ScientistOne: Towards Human-Level Autonomous Research via Chain-of-Evidence
ScientistOne: 迈向基于证据链的人类级自主研究
Rui Meng, Bhavana Dalvi Mishra, Jiefeng Chen, Chun-Liang Li, Palash Goyal, Mihir Parmar, Yiwen Song, Yale Song, Rajarishi Sinha, Parthasarathy Ranganathan, Burak Gokturk, Jinsung Yoon, Tomas Pfister
AI总结 提出证据链框架Chain-of-Evidence和自主研究系统ScientistOne,通过可追溯性解决可验证性失败问题,在多项任务上达到或超越人类专家水平。

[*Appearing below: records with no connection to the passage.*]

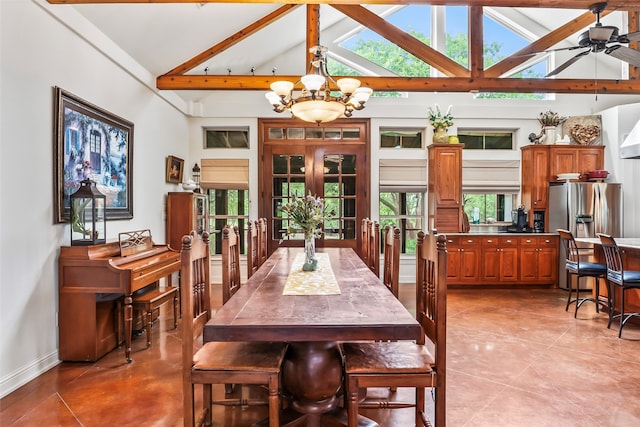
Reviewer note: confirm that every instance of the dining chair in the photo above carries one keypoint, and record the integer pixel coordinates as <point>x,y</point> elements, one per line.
<point>253,248</point>
<point>230,262</point>
<point>263,241</point>
<point>617,275</point>
<point>404,363</point>
<point>391,259</point>
<point>218,362</point>
<point>576,266</point>
<point>364,240</point>
<point>373,247</point>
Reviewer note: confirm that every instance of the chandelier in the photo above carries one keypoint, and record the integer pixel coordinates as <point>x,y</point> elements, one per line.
<point>315,102</point>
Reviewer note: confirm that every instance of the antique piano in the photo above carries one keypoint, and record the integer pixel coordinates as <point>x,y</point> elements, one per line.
<point>93,280</point>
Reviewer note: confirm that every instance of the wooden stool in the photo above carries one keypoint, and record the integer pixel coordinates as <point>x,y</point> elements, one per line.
<point>153,299</point>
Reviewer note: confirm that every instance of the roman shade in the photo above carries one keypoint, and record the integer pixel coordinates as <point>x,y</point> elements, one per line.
<point>490,175</point>
<point>225,174</point>
<point>408,175</point>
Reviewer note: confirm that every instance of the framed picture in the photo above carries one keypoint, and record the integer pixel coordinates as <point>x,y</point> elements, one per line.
<point>175,166</point>
<point>92,143</point>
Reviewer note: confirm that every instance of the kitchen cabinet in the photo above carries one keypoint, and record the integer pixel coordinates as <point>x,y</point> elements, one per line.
<point>541,165</point>
<point>186,211</point>
<point>445,187</point>
<point>538,259</point>
<point>463,260</point>
<point>497,259</point>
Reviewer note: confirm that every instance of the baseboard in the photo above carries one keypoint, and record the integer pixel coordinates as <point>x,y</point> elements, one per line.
<point>20,377</point>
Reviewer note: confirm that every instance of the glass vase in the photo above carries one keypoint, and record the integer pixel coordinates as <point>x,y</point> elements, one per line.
<point>310,261</point>
<point>440,135</point>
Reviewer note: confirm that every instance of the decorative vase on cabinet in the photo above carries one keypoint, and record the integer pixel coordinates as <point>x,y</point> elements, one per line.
<point>440,135</point>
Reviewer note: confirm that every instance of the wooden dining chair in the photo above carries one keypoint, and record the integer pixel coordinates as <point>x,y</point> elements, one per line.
<point>253,248</point>
<point>619,276</point>
<point>218,362</point>
<point>263,241</point>
<point>373,247</point>
<point>403,363</point>
<point>230,262</point>
<point>391,257</point>
<point>576,265</point>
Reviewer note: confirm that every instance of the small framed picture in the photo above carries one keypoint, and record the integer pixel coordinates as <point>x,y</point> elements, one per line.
<point>175,166</point>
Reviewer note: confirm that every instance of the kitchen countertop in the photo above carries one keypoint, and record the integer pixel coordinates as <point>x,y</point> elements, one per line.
<point>623,242</point>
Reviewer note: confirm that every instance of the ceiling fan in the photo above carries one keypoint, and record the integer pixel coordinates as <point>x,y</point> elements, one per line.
<point>602,38</point>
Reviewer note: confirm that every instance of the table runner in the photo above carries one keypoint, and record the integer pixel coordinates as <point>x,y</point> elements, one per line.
<point>322,281</point>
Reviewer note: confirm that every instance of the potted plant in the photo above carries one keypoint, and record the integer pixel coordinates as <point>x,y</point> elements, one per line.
<point>440,122</point>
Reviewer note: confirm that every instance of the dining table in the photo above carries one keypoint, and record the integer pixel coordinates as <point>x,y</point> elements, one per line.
<point>343,300</point>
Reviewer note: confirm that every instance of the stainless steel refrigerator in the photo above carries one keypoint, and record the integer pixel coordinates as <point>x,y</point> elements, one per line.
<point>584,208</point>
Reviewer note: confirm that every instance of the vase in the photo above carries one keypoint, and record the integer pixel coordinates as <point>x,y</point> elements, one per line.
<point>549,134</point>
<point>440,135</point>
<point>310,261</point>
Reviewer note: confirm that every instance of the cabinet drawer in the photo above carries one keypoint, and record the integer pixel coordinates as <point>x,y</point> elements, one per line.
<point>508,242</point>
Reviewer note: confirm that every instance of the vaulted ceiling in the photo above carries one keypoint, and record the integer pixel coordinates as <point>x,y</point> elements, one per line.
<point>235,45</point>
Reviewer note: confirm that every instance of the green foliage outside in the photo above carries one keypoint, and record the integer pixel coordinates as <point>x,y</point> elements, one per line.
<point>400,62</point>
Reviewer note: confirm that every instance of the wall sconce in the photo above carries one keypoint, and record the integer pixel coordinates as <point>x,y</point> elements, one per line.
<point>195,173</point>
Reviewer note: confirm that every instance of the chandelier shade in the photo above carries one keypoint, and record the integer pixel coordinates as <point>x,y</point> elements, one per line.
<point>315,102</point>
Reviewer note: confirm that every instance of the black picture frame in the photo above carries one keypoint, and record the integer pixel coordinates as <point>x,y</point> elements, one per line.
<point>90,142</point>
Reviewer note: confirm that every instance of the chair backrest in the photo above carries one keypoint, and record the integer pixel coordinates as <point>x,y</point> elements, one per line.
<point>364,237</point>
<point>613,256</point>
<point>391,266</point>
<point>431,306</point>
<point>230,262</point>
<point>374,247</point>
<point>263,241</point>
<point>195,297</point>
<point>253,248</point>
<point>571,250</point>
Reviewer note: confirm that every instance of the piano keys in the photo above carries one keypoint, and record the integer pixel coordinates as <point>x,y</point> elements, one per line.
<point>91,279</point>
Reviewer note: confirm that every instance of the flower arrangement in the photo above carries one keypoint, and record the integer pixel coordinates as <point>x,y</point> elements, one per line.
<point>437,119</point>
<point>308,213</point>
<point>550,118</point>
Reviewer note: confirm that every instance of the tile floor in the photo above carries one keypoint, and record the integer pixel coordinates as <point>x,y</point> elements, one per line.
<point>515,358</point>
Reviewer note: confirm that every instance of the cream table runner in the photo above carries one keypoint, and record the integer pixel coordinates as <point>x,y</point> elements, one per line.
<point>322,281</point>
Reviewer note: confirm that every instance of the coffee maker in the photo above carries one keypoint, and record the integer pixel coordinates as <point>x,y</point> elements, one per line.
<point>520,221</point>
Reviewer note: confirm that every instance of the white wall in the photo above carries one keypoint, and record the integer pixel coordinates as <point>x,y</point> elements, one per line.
<point>40,52</point>
<point>44,46</point>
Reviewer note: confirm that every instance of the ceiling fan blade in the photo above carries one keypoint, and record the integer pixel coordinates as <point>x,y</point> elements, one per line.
<point>625,54</point>
<point>568,63</point>
<point>631,37</point>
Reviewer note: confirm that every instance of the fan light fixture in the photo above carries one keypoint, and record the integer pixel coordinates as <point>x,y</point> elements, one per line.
<point>315,103</point>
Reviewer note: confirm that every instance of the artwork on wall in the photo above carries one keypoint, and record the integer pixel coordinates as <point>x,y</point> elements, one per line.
<point>90,142</point>
<point>175,167</point>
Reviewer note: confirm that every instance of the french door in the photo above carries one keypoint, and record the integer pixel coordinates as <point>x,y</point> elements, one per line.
<point>329,161</point>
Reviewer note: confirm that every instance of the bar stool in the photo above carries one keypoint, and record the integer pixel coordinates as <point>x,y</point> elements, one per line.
<point>617,275</point>
<point>575,267</point>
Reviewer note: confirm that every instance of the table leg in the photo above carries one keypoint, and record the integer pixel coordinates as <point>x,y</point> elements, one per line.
<point>312,375</point>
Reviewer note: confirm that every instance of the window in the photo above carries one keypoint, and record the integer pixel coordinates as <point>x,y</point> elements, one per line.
<point>403,210</point>
<point>486,139</point>
<point>227,207</point>
<point>401,138</point>
<point>226,138</point>
<point>488,208</point>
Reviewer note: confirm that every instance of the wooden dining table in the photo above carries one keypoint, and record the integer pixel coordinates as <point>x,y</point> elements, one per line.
<point>313,324</point>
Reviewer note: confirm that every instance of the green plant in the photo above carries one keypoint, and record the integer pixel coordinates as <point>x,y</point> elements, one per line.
<point>550,118</point>
<point>437,119</point>
<point>308,213</point>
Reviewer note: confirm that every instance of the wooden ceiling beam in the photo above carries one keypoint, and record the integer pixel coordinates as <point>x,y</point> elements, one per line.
<point>628,5</point>
<point>413,84</point>
<point>403,40</point>
<point>232,40</point>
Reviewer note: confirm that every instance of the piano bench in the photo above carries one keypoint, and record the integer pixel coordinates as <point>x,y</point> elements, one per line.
<point>148,301</point>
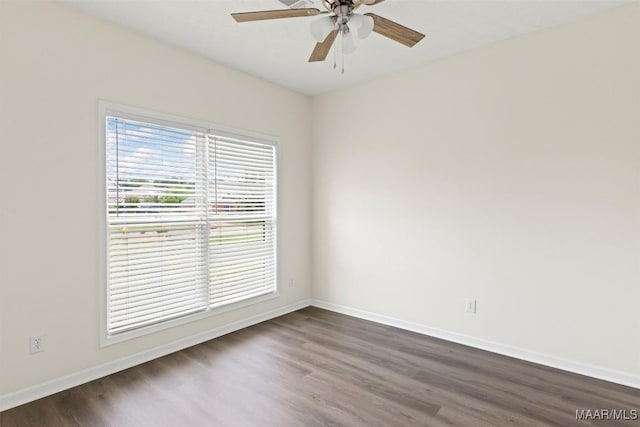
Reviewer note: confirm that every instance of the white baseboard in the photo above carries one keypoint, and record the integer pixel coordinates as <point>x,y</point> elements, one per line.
<point>56,385</point>
<point>506,350</point>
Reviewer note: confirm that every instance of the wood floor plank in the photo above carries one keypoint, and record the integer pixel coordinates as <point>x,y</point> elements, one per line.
<point>319,368</point>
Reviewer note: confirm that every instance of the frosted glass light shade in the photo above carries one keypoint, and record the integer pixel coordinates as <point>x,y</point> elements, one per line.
<point>320,28</point>
<point>363,23</point>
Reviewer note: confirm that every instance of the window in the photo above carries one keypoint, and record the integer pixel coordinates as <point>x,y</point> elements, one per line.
<point>190,221</point>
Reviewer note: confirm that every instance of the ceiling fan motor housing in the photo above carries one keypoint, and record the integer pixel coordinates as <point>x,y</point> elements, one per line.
<point>335,5</point>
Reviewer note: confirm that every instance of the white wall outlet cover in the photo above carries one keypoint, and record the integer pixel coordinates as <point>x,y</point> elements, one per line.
<point>37,343</point>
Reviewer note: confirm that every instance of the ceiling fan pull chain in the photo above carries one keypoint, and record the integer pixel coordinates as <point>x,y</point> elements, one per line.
<point>343,53</point>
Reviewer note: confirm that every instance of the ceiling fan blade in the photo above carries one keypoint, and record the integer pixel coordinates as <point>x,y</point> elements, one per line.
<point>322,49</point>
<point>274,14</point>
<point>395,31</point>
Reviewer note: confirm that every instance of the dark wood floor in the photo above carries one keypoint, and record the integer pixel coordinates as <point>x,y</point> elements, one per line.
<point>318,368</point>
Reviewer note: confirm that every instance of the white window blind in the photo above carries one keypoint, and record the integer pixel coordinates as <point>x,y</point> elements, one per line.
<point>190,221</point>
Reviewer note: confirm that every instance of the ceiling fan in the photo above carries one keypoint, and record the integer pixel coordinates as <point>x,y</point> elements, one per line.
<point>341,20</point>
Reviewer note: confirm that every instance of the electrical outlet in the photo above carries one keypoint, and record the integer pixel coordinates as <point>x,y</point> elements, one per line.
<point>36,343</point>
<point>470,305</point>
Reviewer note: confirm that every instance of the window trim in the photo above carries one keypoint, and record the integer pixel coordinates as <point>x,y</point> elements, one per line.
<point>106,108</point>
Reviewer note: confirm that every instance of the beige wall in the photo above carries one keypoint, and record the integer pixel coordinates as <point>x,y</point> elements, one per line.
<point>509,174</point>
<point>55,64</point>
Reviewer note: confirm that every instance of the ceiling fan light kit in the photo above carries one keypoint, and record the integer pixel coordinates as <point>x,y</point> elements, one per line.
<point>341,21</point>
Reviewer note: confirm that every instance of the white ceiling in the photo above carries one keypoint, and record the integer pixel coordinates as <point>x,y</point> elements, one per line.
<point>278,50</point>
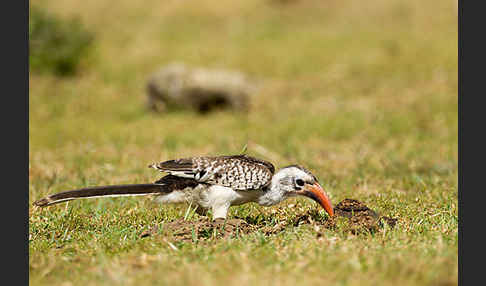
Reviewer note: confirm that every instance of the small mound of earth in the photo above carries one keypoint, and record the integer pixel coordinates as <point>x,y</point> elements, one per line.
<point>359,217</point>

Comments Project website: https://scientist-one.github.io/
详情
自主研究代理能产生有竞争力的解决方案和专业手稿,但其输出存在表面评估无法察觉的可验证性失败:捏造的引用、不可复现的分数以及与实现不符的方法描述。我们通过三项贡献解决这一问题。第一,Chain-of-Evidence (CoE),一个可验证性框架,要求每个声明都能追溯到其证据来源。第二,ScientistOne,一个端到端的自主研究系统,在文献综述、解决方案发现和论文撰写过程中通过构造保持证据链。第三,CoE Audit,一个事后审计,其四项完整性检查——分数验证、规范违反、引用验证和方法-代码对齐——统一适用于所有系统。在涵盖五个系统和五个前沿研究任务的75篇论文中,每个基线都表现出至少一种系统性失败模式:幻觉引用率高达21%,分数验证通过率低至42%,方法-代码对齐率在20%到80%之间。ScientistOne实现了零幻觉引用(0/337)、完美的分数验证(12/12)和最高的方法-代码对齐率(14/15),同时在所有五个任务上达到或超过人类专家表现。ScientistOne进一步泛化到涵盖医学影像、细粒度识别、3D感知和语言建模的六个额外任务,在Parameter Golf上取得最先进结果,并在基线完全失败的MLE-Bench任务上获得金牌。

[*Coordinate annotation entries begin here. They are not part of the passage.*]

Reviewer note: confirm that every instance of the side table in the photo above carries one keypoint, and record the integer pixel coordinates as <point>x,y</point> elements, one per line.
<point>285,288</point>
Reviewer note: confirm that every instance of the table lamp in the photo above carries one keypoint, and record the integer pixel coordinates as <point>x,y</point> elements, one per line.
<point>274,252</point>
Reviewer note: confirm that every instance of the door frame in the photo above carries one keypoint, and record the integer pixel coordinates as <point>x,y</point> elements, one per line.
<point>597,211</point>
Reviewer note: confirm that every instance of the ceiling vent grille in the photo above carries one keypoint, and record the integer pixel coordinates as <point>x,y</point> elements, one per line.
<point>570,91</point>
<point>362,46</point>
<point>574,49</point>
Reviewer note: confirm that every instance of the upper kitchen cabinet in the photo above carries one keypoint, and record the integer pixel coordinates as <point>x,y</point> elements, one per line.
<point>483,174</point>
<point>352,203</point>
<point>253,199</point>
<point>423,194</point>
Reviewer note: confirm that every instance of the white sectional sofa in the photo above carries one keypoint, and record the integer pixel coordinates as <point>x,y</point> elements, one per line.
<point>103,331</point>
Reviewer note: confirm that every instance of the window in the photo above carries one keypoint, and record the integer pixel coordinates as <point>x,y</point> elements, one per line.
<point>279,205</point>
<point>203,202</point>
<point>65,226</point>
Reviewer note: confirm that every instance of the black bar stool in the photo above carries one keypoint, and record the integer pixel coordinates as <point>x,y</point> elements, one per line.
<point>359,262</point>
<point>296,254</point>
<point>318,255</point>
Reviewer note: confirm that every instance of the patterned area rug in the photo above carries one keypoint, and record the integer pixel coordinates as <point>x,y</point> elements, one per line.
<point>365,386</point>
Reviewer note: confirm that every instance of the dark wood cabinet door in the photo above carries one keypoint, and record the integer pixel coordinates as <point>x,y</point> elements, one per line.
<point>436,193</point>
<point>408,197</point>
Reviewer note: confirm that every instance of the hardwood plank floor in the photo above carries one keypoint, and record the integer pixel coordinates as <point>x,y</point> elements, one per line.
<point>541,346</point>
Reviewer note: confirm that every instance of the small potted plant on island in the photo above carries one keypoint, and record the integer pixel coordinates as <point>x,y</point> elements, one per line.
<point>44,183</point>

Autonomous research agents produce competitive solutions and professional-looking manuscripts, yet their outputs contain verifiability failures undetectable by surface-level evaluation: fabricated citations, unreproducible scores, and method descriptions that diverge from the implementation. We address this through three contributions. First, Chain-of-Evidence (CoE), a verifiability framework requiring every claim to be traceable to its evidence source. Second, ScientistOne, an end-to-end autonomous research system that maintains evidence chains by construction throughout literature review, solution discovery, and paper writing. Third, CoE Audit, a post-hoc audit whose four integrity checks -- score verification, specification violation, reference verification, and method-code alignment -- apply uniformly to all systems. Across 75 papers spanning five systems and five frontier research tasks, every baseline exhibits at least one systematic failure mode: hallucinated reference rates reach 21%, score verification passes in as few as 42% of papers, and method-code alignment ranges from 20% to 80%. ScientistOne achieves zero hallucinated references (0/337), perfect score verification (12/12), and the highest method-code alignment (14/15), while matching or exceeding human expert performance on all five tasks. ScientistOne further generalizes to six additional tasks spanning medical imaging, fine-grained recognition, 3D perception, and language modeling, achieving state-of-the-art on Parameter Golf and gold medals on MLE-Bench tasks where baselines fail entirely.